Glaciation And Building Construction
You can tell a lot about the movement of glaciers over an area during the ice ages, the most recent of which ended about 12,000 years ago, just by observing the traditional construction in the area.
In some areas, there are many loose stones to be found in fields and just under the ground. Whenever farmers plow (plough) their fields, or other digging is done, such stones are uncovered and are used for building walls, chimneys and, entire structures.
Such loose stones are found when an advancing glacier, at the beginning of an ice age, chips stone off a mountain or escarpment of some type, carries it along, and then leaves it at the end of the ice age when the ice melts. These loose stones are very often rounded, which is the result of flowing water from the melting of the glacial ice and from any temporary lakes that may have formed.
In one ice age after another, this process is repeated until there is enough loose stone to build entire towns from. This does not, of course, include flat stones which are taken from stone quarries. That stone is from the underlying rock strata and has nothing to do with glaciation.
Even if an area is covered by ice during the ice ages, this mass deposit of loose stone will not take place unless the moving ice first passes through mountains, or other exposed stone, that it can chip away at. Much loose stone is found all across Britain because the ice passed through such mountains as those of Scotland and the Pennines. This concept enables us to track glacial movement simply by looking at the type of typical traditional architecture in a given area.
Norway is mountainous and far to the north, so that it would certainly be involved with glaciation. Yet, traditional Norwegian architecture is focused much more on wood than stone. This confirms what I wrote in "New Discoveries In Europe Concerning Glaciers", on the glacial blog.
Ice moving from the northwest bounced off the Norwegian Mountains. The mountains themselves would have produced glaciers, which moved southeastward toward the border with Sweden. But this ice did not come across much rock to chip away at and carry with it. If the main glacial movement had gone right through the Norwegian Mountains, it would have chipped off a considerable amount of loose stone, and this would be seen today in the traditional architecture of the region.

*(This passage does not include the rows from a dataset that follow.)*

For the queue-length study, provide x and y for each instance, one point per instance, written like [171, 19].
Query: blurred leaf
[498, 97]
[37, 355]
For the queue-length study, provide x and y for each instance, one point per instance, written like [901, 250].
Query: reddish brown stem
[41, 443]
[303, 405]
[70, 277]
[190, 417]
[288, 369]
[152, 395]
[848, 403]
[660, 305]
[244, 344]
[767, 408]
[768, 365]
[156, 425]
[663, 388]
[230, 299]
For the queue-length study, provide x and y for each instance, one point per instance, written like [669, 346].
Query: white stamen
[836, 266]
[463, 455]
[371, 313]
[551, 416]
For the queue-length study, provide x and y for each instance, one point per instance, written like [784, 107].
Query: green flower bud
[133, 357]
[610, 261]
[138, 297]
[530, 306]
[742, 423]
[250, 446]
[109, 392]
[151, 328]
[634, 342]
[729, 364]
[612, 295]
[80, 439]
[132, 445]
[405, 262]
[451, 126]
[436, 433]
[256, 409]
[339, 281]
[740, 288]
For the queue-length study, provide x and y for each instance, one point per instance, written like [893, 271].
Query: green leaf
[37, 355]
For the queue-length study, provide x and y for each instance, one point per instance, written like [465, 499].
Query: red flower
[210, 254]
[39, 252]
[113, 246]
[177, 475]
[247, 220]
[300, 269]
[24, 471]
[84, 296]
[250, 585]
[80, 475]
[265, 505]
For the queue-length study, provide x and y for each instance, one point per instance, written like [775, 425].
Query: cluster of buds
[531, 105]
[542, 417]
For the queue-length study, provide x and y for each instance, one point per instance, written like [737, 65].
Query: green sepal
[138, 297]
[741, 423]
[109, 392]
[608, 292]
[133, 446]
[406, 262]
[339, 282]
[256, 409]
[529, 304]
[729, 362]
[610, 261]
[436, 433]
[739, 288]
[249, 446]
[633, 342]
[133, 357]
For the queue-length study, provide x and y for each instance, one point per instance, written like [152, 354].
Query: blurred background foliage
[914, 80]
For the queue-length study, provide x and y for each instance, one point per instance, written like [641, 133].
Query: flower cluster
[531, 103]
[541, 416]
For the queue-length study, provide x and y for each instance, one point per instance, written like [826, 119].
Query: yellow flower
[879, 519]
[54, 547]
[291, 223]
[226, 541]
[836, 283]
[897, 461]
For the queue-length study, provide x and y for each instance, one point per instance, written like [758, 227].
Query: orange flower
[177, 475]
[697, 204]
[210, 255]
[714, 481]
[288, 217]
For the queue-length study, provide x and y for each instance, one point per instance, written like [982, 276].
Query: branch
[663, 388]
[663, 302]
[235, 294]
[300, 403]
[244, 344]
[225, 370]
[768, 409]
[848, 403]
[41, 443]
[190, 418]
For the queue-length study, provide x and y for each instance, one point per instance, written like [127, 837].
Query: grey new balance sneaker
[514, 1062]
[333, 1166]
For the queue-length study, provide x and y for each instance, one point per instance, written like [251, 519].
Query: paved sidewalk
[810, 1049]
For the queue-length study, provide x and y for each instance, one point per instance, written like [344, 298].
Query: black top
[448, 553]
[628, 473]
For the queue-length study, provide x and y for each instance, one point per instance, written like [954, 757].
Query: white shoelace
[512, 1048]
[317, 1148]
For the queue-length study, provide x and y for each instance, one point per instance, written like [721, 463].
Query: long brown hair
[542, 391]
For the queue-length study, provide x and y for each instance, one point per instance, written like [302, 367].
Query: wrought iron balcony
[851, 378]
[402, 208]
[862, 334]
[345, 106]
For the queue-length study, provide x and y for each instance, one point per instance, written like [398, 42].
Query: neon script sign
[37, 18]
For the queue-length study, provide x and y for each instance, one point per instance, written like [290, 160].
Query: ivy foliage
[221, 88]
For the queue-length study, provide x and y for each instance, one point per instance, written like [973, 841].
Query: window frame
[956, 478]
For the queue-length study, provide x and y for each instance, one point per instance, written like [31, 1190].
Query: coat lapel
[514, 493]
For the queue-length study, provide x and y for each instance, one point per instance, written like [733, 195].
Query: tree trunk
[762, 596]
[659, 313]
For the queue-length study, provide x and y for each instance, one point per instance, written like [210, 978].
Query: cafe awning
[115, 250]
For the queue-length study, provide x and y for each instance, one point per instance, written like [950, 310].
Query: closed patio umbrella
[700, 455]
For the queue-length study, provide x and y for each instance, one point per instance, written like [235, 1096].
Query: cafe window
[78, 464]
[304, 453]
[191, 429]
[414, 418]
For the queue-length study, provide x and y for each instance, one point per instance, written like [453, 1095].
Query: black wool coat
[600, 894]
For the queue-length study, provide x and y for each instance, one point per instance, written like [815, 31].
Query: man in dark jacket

Further south, in northern Europe, there is also less rounded stone to be seen in the traditional architecture than there is in Britain, and this also fits this scenario.
Ireland had it's landscape just as swept by glacial ice as Britain. The reason that loose, rounded stone is less to be found in it's architecture can easily be seen on a map. The movement of ice toward Ireland from the northwest did not pass by exposed stone, as the ice that crossed Britain did.
Very large boulders can also be moved by glacial ice. Near Niagara Falls, on Goat Island, there is such a boulder. The stone of which the boulder is composed does not match that of any stone in the area. But in northern Ontario, there is a native stone that matches that of the boulder. It was moved to it's present location, far to the south, by the ice age glacial movement.